Boone County approached Marshall County seeking to share Chizek.
As a way to save the county half of Chizek's pay and benefits, Marshall County is looking into the proposal. The local GIS department provides maps and other data to the county, public and businesses.
T-R PHOTO BY ANDREW POTTER
Wayne Chizek, right, director of Geographic Information Systems with Marshall County, talks during the Tuesday meeting of the Marshall County Board of Supervisors. From left are supervisors Dave Thompson, Denny Grabenbauer and Deane Adams.
It appears many who deal with the GIS department in Marshall County are worried local services would be affected if Chizek could no longer devote his complete attention to the county.
"What I see here is Boone County wins and Marshall County loses and I don't want that," said local attorney Brad Rutherford.
After meeting with Boone County officials, Chizek seemed skeptical that the proposal would work and compared how they did business to how Marshall County does business to "apples and oranges." He appeared to have some apprehension on the time needed to take on both jobs.

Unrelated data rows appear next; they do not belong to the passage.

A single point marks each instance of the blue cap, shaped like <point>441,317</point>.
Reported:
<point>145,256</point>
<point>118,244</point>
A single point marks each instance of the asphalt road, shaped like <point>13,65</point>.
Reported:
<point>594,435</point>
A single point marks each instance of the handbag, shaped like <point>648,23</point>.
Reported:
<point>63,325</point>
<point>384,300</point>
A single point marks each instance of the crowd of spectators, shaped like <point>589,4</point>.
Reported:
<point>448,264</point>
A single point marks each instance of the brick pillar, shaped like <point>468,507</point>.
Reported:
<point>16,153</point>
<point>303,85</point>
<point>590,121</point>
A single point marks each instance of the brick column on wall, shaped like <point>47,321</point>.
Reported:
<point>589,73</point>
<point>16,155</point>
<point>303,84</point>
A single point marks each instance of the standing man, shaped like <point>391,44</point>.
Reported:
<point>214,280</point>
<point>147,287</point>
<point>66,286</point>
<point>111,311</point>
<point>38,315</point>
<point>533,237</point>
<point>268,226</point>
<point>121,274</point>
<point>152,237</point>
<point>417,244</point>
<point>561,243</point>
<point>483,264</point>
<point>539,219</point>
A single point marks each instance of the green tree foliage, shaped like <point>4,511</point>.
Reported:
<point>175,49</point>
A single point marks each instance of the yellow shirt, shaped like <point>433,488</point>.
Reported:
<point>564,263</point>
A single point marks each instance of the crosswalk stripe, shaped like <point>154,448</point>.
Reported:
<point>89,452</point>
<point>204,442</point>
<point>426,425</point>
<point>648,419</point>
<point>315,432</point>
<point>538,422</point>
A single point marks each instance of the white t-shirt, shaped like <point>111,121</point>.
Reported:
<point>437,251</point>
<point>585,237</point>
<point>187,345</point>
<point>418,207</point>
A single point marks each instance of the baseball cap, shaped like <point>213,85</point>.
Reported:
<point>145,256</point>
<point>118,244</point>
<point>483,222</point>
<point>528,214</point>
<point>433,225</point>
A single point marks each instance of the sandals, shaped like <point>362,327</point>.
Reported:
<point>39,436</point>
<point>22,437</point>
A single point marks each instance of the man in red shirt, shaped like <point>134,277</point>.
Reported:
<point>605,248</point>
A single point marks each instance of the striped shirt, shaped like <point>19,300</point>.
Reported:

"I do have some concerns there," Chizek said.
A total of 10 people aside from Chizek and the supervisors talked about the issue at the meeting as the supervisors sought public input. Most who talked were not fond of the idea of having Chizek being shared with another county.
The supervisors will take the comments under consideration but still plan to meet with Boone County to talk over a possible proposal.
"Our biggest job is the budget," said Denny Grabenbauer, chair of the supervisors. "We've got to look at the bottom line."
Supervisor Deane Adams said in the proposal Marshall County has to benefit or he won't approve it.
"If that can't come out of here, then my vote would be 'no,'" Adams said.
In other discussion, Scott Williams, information technology director with the county, said he is having trouble keeping and attracting talented employees due to low salaries and wants the supervisors to look into ways to set higher salaries for his staff.
"We're not keeping pace with what the industry is doing," Williams said.